Harden demişken, onun Kawhi Leonard tarafından savunulmayacak olması ve Clippers’ta Leonard’a yakın bir tehdidin olmaması Rockets açısından bu turda Spurs’le eşleşmemenin en sevindirici yönü. Hücumda büyük yük taşıyan Paul’un hele bu sakatlık sonrası Harden’ı savunmak gibi tüketici bir işle uğraşmayacağı kesin gibi. Redick disiplinli bir savunmacı olsa da o işin adamı değil. Takımda dış savunmanın pis işlerini üstlenen Matt Barnes muhtemelen daha Doc Rivers kendisiyle konuşmadan Harden’a çalışmaya başlamıştır. Sorun şu ki, takımın en önemli dış savunmacısı olması onun çok iyi bir savunmacı olduğu anlamına gelmiyor. Sadece eldeki seçeneklerin en iyisi Barnes. Ancak onun eli kolu durmayan, agresif ve soğukkanlılığını kolay kaybeden oyuncu karakteri, Harden gibi rakibi tuzağa düşürmeye takıntılı ve bu konuda üst düzey becerili bir adamın karşısında çok çabuk avlanmaya müsait. Clippers’ın bench’te bu konudaki tek alternatifi ise Austin Rivers ve Harden onu fena yapıp babasının önüne atabilir.

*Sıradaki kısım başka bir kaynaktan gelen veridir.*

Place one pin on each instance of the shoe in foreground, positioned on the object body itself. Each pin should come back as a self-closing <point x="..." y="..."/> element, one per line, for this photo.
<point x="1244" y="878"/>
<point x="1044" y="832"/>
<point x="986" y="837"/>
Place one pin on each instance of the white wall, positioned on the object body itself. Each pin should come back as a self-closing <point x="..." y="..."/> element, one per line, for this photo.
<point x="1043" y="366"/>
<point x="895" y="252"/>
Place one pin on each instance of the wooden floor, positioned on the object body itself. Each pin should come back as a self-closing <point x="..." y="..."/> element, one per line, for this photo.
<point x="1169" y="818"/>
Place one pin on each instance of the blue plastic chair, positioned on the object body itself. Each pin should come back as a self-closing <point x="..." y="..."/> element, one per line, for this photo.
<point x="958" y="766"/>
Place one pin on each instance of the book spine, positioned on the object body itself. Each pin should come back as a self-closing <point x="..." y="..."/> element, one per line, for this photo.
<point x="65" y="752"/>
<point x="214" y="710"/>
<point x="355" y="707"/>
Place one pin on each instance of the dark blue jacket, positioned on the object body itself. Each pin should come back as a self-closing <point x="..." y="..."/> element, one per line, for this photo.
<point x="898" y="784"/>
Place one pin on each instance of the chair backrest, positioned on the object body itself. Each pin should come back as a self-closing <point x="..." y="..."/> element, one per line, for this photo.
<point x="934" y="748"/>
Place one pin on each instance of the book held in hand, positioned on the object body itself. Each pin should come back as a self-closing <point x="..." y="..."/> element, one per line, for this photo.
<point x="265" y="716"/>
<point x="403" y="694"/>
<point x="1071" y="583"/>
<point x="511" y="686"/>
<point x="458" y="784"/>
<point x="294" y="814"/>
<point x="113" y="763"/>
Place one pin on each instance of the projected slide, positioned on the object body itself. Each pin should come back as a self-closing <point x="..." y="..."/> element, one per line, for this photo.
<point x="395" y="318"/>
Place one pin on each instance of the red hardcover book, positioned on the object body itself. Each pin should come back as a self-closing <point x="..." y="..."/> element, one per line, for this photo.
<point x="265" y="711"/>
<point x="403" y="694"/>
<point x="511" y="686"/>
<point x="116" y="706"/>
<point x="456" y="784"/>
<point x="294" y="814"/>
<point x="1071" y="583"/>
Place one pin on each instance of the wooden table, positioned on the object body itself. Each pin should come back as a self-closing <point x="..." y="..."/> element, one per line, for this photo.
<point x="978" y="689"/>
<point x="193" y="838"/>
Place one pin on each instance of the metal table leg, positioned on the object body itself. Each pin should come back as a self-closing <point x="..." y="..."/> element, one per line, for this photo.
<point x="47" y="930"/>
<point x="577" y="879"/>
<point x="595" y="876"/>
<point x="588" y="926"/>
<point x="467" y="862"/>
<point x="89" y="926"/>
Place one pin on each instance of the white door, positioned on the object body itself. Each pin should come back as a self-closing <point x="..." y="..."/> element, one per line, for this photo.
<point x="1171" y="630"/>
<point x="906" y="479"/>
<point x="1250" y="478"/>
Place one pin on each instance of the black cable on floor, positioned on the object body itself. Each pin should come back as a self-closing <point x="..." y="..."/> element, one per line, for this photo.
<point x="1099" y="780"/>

Clippers bench’inin tek sıkıntısı Harden’ın üstüne salacak bir savunmacı bulmak değil. Hücumun sıkıştığı anları kendi halinde takılarak kurtaran Jamal Crawford dışında kenardan hemen hiçbir katkı gelmiyor. Spurs serisinin bir maçında Rivers babasını gururlandırdı, Glen Davis arada bir savunmada işe yaradı ama musluğun akışı, rotasyondan Patrick Beverley ve Donatas Motiejunas gibi önemli iki parçayı kaybetmesine rağmen Rockets’ınkine kıyasla komik seviyede. Üstelik Beverley elinde alçıyla idmanlara çıkıyor ve bir noktada oynamak için ihtimalleri zorluyor. Gerçekten dönebilirse, bir yandan sakatlıkla uğraşacak Paul’un çok canını sıkar.
Yine de Paul’un şu anda Beverley’nin dönme ihtimaliyle aklını meşgul etmediğine eminim. Onun aklında sadece ne kadar hareket edebileceği ve kapasitesinin ne kadarıyla oynayabileceği olsa gerek. Dün “Bir tahmin yapmam gerekecekse ilk maçta oynayamayacağını söylerdim” diyen Doc Rivers’ın da… Kısıtlı gözükmeyen bir Paul, hücumda daha teknik bir takım olan ve Rockets’ın pota altı atletizmine karşılık verebilen Clippers’ı seride benim favorim yapar. Yedinci maçtaki gibi hareket edemeyen ve bu defa mucize de yaratamayan bir Paul izleyeceksek, o zaman Rockets’ın konferans finalistliğini tebrik edebiliriz.